3. Did he really want the warm room, so cozily appointed with heirlooms, transformed into a lair, where he might, of course, be able to creep, unimpeded, in any direction, though forgetting his human past swiftly and totally?
This quotation, which occurs in Part 2 as Grete and the mother empty Gregor’s room of furniture, marks the climax of Gregor’s struggle to reconcile his human past with his new life and physical form. Gregor’s transformation alters his body, but it leaves his thoughts and feelings intact. But shortly after the metamorphosis, Gregor’s thoughts and feelings start to change according to the physical demands and urges of his new body. Gregor finds that he feels comfortable in the cramped, dark space beneath his sofa, for instance, and he enjoys crawling on the ceiling. These changes imply that his mind is adapting to his new body, and that he is becoming an insect psychologically as well.
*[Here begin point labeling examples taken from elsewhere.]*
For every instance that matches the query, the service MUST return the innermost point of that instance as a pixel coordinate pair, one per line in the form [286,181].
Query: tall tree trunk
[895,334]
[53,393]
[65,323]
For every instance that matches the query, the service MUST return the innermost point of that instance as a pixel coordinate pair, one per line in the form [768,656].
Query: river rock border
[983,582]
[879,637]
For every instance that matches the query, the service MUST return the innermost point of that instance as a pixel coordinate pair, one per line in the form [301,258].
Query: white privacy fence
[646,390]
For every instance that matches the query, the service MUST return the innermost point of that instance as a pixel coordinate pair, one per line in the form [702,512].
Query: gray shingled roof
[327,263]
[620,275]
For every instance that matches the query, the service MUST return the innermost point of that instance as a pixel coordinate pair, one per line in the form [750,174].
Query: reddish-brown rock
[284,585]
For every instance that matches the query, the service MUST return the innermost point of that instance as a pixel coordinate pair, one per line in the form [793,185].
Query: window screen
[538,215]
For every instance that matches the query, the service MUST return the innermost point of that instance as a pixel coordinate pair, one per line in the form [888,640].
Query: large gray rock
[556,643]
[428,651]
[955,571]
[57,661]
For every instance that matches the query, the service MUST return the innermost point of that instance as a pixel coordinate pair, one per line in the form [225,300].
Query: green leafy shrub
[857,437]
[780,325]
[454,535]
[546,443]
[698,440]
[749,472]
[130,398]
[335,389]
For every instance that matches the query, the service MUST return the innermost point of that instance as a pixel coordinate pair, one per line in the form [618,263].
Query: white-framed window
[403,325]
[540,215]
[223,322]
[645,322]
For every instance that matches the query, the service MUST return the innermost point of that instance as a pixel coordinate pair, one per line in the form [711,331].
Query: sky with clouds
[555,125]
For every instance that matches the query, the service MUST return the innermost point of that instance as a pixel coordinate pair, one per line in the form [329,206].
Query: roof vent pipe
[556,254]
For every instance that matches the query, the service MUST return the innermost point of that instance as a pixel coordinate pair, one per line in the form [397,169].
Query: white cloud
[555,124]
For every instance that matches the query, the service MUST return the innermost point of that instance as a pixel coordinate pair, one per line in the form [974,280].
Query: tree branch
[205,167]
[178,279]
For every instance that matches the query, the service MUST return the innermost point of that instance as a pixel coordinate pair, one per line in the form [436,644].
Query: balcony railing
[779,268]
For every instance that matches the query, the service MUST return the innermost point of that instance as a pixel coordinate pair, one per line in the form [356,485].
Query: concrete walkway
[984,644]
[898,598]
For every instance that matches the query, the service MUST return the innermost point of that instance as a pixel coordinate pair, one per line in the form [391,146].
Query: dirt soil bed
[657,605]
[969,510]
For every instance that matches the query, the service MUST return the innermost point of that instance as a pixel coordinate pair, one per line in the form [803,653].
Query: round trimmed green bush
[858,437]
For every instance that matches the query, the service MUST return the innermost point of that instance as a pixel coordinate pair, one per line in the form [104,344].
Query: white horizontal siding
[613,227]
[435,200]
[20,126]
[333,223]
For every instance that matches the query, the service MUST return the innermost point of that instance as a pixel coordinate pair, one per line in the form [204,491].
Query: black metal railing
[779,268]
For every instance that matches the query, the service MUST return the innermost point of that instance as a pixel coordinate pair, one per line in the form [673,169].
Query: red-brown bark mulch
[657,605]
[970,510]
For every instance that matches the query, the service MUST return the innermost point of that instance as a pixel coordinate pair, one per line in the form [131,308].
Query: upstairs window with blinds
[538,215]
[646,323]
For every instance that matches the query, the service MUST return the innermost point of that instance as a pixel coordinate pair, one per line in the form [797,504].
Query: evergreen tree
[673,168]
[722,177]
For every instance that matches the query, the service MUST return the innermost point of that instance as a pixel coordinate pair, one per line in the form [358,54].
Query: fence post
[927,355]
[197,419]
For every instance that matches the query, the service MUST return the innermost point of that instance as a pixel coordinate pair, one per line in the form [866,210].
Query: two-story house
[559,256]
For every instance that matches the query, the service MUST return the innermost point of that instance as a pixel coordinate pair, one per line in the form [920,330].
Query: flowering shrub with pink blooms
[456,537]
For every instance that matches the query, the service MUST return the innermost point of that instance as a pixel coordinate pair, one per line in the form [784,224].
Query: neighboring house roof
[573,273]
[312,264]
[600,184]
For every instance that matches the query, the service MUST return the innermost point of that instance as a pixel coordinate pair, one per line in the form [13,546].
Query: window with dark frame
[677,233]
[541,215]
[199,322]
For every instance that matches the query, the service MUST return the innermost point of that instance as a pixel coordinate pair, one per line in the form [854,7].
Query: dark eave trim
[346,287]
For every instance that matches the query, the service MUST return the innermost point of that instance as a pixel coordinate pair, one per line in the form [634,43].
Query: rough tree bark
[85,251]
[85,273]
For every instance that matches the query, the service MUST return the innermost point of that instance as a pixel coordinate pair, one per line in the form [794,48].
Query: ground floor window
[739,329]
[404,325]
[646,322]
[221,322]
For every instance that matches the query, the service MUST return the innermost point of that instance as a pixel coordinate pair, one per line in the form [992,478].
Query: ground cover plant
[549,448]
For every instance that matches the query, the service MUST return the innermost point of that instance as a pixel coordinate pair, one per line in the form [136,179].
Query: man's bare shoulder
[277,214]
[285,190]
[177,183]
But Gregor still retains his human memories and emotions, such as his desire to take care of his family. As a result, he feels pulled in opposing directions by the insect and human sides of himself, and this inner conflict reaches its height when he is forced to choose whether he wants his room emptied of furniture. On the one hand, not having furniture would allow Gregor much more freedom to crawl over the floors and walls, which would make him physically more comfortable. On the other hand, his possessions serve as physical reminders of his human life, and keeping them would allow him to preserve what humanity he has left, making him feel more comfortable psychologically. In other words, Gregor must choose between appeasing his insect side or his human side. Gregor decides to appease his human side, and he clings to the picture of the woman in furs as a reminder of his human life.